Our drivers navigate some of the most treacherous roads in this world and most of them have been driving the same circuit for years – they know every pothole on the roads. Almost every driver will have tragic tales to tell of one idiot or another who had a drink, was very casual on a turn or wasn’t paying attention when they lost their lives.
Our roads come with obvious dangers: mudslides, rock falls, hairpin bends, and a small mistake have the potential to cost lives. Everyone has their opinion of the most dangerous roads: mine is the one from Butwal to Tansen but I can tell you without even thinking twice that there are far more dangerous roads out there.
I am from Hetauda and I frequently travel there using the Sisneri route (the route that skirts the old Kulekhani route). Owing to the difficulty of terrain and narrow roads, this was the first route to start using ‘Tata Sumos’, which are now ubiquitous all over the hills of Nepal.
On these journeys, I often hear drivers bemoan not only the lack of experience of the younger lot (both commercial and private) but more crucially not appreciating the dangers of the roads they drive on. Even the basic rules of the road like honking at every hairpin bend, only overtaking when it’s safe are not adhered
to when it is absolutely critical that these rules are followed.
Add this carelessness to the state of our roads and there is, quite literally, danger lurking at every bend.
Even our better highways can be a nightmare to drive on. In an episode of a series called the World’s Most Dangerous Roads, two British comedians, Rhod Gilbert and Greg Davies, take turns to drive on our highways from the Indian border to the Chinese one.

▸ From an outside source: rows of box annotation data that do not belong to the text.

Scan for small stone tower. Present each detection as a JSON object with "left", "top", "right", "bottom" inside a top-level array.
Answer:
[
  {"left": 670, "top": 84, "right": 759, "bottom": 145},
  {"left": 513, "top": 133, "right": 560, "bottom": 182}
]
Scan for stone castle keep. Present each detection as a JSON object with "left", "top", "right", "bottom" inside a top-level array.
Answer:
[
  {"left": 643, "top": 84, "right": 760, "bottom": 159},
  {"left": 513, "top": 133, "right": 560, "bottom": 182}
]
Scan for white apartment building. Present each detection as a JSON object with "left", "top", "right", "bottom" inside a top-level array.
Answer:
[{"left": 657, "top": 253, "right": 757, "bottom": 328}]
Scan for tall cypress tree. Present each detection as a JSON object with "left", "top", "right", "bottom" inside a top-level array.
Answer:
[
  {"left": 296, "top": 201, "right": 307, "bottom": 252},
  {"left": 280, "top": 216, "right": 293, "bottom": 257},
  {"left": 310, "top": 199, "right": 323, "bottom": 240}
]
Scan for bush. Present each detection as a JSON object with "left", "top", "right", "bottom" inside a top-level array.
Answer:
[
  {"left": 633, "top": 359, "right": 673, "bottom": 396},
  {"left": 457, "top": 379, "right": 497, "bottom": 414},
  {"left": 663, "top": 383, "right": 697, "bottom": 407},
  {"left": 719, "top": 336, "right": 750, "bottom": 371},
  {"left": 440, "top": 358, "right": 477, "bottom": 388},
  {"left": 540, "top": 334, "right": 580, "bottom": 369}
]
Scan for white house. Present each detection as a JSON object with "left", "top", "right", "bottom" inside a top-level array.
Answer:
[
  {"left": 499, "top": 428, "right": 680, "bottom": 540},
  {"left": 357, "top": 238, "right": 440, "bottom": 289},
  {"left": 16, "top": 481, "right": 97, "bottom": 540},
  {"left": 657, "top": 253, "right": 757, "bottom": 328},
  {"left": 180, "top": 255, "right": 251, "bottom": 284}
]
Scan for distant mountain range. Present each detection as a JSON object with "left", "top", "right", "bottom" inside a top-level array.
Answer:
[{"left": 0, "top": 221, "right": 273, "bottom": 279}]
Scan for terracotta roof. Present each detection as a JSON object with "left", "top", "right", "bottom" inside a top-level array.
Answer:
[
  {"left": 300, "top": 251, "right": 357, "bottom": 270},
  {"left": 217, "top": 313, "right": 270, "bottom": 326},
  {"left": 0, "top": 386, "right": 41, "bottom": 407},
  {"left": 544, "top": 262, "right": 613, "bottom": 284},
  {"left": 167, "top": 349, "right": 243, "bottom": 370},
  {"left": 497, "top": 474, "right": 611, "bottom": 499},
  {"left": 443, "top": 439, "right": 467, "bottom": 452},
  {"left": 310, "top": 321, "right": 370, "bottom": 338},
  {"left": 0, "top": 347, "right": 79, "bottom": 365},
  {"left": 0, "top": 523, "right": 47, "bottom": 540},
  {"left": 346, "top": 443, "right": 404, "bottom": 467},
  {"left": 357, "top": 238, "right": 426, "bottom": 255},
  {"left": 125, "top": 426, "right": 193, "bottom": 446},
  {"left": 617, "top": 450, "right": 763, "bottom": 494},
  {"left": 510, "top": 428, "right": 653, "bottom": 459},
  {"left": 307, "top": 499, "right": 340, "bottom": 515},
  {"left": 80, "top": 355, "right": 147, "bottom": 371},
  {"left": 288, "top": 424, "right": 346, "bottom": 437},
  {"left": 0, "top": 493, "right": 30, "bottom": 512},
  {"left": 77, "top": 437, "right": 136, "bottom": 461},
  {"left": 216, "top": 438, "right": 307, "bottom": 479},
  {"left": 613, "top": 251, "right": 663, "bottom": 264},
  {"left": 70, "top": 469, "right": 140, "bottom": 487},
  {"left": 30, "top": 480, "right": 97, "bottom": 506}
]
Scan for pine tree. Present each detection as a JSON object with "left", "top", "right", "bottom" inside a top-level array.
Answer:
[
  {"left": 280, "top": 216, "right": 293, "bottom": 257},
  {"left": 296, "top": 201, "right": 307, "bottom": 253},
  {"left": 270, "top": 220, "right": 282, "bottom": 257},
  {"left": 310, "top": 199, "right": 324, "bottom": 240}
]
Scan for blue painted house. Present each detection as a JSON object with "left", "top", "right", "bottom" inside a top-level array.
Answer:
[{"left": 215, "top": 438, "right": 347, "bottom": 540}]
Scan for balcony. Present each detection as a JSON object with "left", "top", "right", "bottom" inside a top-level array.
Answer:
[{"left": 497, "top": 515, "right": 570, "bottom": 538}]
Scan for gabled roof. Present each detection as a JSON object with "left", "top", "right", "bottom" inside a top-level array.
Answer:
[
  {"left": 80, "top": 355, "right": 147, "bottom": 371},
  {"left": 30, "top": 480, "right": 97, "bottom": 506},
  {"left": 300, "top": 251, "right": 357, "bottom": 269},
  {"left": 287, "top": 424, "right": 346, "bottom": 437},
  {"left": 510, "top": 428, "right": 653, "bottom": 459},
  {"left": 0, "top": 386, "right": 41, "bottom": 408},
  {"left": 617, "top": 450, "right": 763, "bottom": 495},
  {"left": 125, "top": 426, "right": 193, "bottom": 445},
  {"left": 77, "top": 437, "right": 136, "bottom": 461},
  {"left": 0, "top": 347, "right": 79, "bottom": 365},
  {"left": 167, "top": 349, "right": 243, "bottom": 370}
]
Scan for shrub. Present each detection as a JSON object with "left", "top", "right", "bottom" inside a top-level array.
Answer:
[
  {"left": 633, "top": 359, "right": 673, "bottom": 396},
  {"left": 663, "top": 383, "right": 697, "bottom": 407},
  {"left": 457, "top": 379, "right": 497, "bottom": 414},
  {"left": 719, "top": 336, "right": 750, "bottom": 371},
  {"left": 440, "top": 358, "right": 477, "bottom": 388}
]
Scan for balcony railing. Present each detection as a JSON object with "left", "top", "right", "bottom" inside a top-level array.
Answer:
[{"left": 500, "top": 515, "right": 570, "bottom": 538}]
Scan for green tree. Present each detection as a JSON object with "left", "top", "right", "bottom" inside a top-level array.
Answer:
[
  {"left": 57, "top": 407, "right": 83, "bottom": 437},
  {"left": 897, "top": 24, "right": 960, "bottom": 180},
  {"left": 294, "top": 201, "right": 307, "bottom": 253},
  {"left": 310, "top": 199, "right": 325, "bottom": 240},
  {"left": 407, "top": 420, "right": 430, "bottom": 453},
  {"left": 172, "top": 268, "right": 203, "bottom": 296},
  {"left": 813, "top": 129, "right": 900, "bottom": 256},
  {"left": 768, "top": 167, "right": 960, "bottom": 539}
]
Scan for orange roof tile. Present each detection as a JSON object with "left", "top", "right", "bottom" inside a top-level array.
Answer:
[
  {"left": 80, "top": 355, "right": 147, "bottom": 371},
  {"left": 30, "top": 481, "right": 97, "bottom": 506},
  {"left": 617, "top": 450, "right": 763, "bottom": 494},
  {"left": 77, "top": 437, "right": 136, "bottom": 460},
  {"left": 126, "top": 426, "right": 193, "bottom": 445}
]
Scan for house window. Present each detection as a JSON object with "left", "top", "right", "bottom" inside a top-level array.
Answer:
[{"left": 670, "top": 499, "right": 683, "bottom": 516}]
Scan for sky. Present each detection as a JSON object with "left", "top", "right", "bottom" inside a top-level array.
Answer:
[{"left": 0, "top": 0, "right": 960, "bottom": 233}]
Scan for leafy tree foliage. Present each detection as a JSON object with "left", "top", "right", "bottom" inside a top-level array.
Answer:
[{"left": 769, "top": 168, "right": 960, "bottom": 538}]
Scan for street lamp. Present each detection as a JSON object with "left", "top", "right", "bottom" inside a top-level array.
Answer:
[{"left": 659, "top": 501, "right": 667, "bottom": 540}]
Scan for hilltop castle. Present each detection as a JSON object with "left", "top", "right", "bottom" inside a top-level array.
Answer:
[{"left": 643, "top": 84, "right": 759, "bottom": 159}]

It is a testament to the conditions we endure that it’s almost inevitable, when documentaries like this come around, Nepal will invariably be featured in it, whether it is dangerous airports or dangerous roads. It’s safe to say that they had the daylights scared out of them. And the best part of it was that with the exception of the Arniko highway, in a few places, they weren’t driving on what we in Nepal would call bad roads.
Our highways and their fear factor are the reasons why even seasoned drivers of Kathmandu (me included) always hesitate before venturing out onto them. A healthy amount of fear is necessary for us to treat the roads with respect and drive with caution the state of our roads warrant.
More so, in this day and age, when the number of private vehicles on the highways is steadily increasing with folks going on road trips or holidays with their families.
Being in the driving seat means an implied responsibility to be extra careful, no matter how experienced one might be or how familiar the roads are. They say it’s the journey not the destination that matters. It has never been more true than here in Nepal.